Lu Yinping, Wang Luyao, Murai Toshiya, Wu Jinglong, Liang Dong, Zhang Zhilin
Research Center for Medical Artificial Intelligence, Shenzhen Institute of Advanced Technology, Chinese Academy of Sciences, Shenzhen, Guangdong 518055, China; University of Chinese Academy of Sciences, Beijing 100049, China.
Institute of Biomedical Engineering, School of Life Sciences, Shanghai University, Shanghai 200444, China.
Neuroimage Clin. 2025 Mar 8;46:103764. doi: 10.1016/j.nicl.2025.103764.

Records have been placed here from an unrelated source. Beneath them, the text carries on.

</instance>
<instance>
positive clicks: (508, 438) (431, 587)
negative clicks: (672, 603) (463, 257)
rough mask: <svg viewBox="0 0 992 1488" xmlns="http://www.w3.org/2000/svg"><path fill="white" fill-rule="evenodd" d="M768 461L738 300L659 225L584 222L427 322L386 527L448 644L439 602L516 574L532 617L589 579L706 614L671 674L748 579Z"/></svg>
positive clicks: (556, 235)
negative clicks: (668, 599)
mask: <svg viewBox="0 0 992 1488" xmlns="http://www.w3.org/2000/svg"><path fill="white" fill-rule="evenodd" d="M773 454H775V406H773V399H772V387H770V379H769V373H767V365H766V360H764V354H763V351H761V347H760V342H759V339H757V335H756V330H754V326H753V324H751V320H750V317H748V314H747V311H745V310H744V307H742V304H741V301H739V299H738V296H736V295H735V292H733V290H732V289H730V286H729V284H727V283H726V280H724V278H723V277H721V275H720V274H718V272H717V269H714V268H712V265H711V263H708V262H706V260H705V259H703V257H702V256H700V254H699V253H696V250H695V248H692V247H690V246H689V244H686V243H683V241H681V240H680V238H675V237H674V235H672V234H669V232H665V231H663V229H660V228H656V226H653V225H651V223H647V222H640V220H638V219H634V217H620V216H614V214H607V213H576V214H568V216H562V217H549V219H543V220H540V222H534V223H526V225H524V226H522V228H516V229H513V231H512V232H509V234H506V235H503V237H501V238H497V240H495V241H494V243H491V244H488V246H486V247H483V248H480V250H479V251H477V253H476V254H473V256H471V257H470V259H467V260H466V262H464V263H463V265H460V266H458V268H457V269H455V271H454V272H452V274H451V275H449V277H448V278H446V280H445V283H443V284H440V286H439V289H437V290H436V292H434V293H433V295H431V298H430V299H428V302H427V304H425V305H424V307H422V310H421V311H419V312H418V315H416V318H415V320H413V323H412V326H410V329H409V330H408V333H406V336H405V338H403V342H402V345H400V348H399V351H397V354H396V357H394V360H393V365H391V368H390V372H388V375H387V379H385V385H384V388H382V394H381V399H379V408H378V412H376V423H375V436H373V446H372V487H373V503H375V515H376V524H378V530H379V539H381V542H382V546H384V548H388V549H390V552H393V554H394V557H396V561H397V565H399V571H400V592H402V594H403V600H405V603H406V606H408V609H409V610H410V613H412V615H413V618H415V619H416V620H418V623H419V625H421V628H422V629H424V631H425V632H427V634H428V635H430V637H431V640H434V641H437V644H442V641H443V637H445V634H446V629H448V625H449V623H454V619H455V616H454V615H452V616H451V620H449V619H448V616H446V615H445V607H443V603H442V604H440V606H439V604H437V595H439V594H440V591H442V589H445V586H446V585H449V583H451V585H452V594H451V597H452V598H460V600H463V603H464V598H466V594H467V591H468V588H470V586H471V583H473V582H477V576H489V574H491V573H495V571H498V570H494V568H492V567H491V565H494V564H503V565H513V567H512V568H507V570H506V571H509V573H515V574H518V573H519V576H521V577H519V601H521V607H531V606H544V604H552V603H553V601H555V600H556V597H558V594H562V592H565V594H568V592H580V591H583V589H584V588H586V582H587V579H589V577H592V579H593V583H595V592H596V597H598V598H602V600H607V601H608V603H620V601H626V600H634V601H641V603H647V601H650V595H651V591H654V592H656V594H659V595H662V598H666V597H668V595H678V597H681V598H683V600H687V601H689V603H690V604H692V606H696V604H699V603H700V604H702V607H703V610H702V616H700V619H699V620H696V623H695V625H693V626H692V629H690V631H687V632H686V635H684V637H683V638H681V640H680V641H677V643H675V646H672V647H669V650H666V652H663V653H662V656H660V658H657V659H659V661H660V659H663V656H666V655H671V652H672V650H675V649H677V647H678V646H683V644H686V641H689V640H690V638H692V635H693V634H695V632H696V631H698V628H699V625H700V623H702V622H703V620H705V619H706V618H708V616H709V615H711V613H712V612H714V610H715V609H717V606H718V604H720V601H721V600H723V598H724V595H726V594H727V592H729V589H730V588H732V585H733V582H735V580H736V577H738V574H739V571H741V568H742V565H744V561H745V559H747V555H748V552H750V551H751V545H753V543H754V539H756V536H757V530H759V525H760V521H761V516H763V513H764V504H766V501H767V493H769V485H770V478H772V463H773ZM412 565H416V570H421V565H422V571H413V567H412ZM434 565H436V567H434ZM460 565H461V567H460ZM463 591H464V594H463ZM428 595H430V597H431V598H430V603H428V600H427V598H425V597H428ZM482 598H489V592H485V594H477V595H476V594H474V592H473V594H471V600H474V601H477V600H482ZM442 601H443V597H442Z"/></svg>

Alzheimer's disease (AD) is a progressive neurodegenerative disorder characterized by the disconnection of white matter fibers and disrupted functional connectivity of gray matter; however, the pathological mechanisms linking structural and functional changes remain unclear. This study aimed to explore the interaction between the structural and functional brain network in AD using advanced structural-functional coupling (S-F coupling) models to assess whether these changes correlate with cognitive function, Aβ deposition levels, and gene expression. In this study, we utilized multimodal magnetic resonance imaging data from 41 individuals with AD, 112 individuals with mild cognitive impairment, and 102 healthy controls to explore these mechanisms. We applied different computational models to examine the changes in the S-F coupling associated with AD. Our results showed that the communication and graph harmonic models demonstrated greater heterogeneity and were more sensitive than the statistical models in detecting AD-related pathological changes. In addition, S-F coupling increases with AD progression at the global, subnetwork, and regional node levels, especially in the medial prefrontal and anterior cingulate cortices. The S-F coupling of these regions also partially mediated cognitive decline and Aβ deposition. Furthermore, gene enrichment analysis revealed that changes in S-F coupling were strongly associated with the regulation of cellular catabolic processes. This study advances our understanding of the interaction between structural and functional connectivity and highlights the importance of S-F coupling in elucidating the neural mechanisms underlying cognitive decline in AD.
阿尔茨海默病(AD)是一种进行性神经退行性疾病,其特征是白质纤维断开连接和灰质功能连接中断;然而,连接结构和功能变化的病理机制仍不清楚。本研究旨在使用先进的结构 - 功能耦合(S - F耦合)模型探索AD患者大脑结构和功能网络之间的相互作用,以评估这些变化是否与认知功能、淀粉样β蛋白(Aβ)沉积水平和基因表达相关。在本研究中,我们利用了来自41名AD患者、112名轻度认知障碍患者和102名健康对照者的多模态磁共振成像数据来探索这些机制。我们应用不同的计算模型来检查与AD相关的S - F耦合变化。我们的结果表明,在检测与AD相关的病理变化方面,通信模型和图调和模型表现出更大的异质性,并且比统计模型更敏感。此外,在全局、子网和区域节点水平上,S - F耦合随着AD进展而增加,特别是在内侧前额叶和前扣带回皮质。这些区域的S - F耦合也部分介导了认知衰退和Aβ沉积。此外,基因富集分析表明,S - F耦合的变化与细胞分解代谢过程的调节密切相关。本研究增进了我们对结构和功能连接之间相互作用的理解,并突出了S - F耦合在阐明AD认知衰退潜在神经机制方面的重要性。